Dispersion form Yugoslavia

Approximately half of Yugoslavia’s roughly 700,000 ethnic Germans fled by train, horse-drawn wagons, and even on foot or by bicycle, before Red Army units reached their respective home areas as of October 1944. Since my mother was too sick to travel, my family was among the nearly 200,000 remaining group members, who stayed put where our pioneer ancestors had settled during the 18th Century. Though innocent of wrongdoing, we turned out to be easy-to-reach victims on whom vengeful partisans could vent their rancor.

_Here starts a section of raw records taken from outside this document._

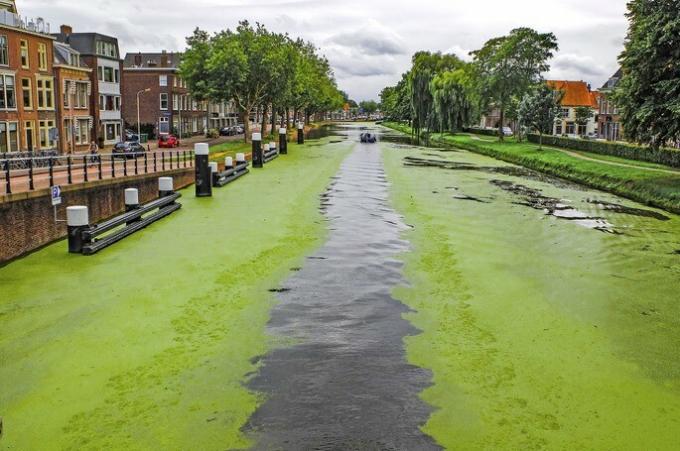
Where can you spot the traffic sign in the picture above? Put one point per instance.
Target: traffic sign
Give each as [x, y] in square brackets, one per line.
[56, 195]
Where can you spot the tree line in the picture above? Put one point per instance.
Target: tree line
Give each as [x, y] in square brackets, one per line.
[442, 93]
[260, 71]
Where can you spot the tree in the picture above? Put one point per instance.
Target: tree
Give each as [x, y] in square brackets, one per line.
[450, 100]
[583, 115]
[426, 66]
[648, 94]
[509, 66]
[369, 106]
[539, 110]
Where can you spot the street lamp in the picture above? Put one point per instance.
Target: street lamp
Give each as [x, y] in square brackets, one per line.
[139, 125]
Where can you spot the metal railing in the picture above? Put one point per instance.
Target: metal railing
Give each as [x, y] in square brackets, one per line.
[29, 171]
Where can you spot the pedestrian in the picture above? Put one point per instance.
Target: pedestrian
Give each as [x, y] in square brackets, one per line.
[94, 150]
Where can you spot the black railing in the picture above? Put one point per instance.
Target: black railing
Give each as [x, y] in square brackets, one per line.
[28, 171]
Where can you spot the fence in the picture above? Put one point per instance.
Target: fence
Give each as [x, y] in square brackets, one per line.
[32, 171]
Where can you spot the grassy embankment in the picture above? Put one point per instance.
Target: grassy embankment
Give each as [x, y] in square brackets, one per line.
[146, 345]
[657, 189]
[532, 327]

The awareness that Danube Swabians guilty of misconduct would NOT have waited around for expectable reprisals, made no difference at all, because a ‘final solution’ regarding the fate of Yugoslavia’s ethnic Germans had already been determined beforehand. It called for

  • Cancellation of civil rights
  • Confiscation of material assets,
  • Expulsion from our homes,
  • Deprivation of personal liberty,
  • And placement into punitive confinement as of 1944/45
  • During the next three and a half year period, over one-third of the Danube Swabians who wound up under Tito’s rule, fell victim to:
  • Executions without trials,
  • Torment and torture including bodily mutilations,
  • Starvations,
  • Forced labour, and
  • Illness, including epidemic, without access to health care.

My mother had to die at age 38, because Tito and his partisans were resolved not to ‘waste’ medications on indigenous fellow citizens of German ethnicity. – My father’s death in 1940, before the war reached Yugoslavia, spared him of the brutal nightmare as to our ethnic minority’s obliteration.

Adding insult to injury, non-German media generally refrained from mentioning this heinous genocide, since the perpetrator Tito was an ally of the victorious powers and, because the victims were ethnic Germans denigrated by simplistic insinuations of collective guilt.

One year after Tito’s violent reign had made me an orphan at age 13, I fled to Romania. Like a good many other Danube Swabian escapees from Yugoslav concentration camps for ethnic Germans, I was an incognito farm worker before trekking to Austria in 1947 as a refugee. In 1951, I immigrated to America as a stateless displaced person.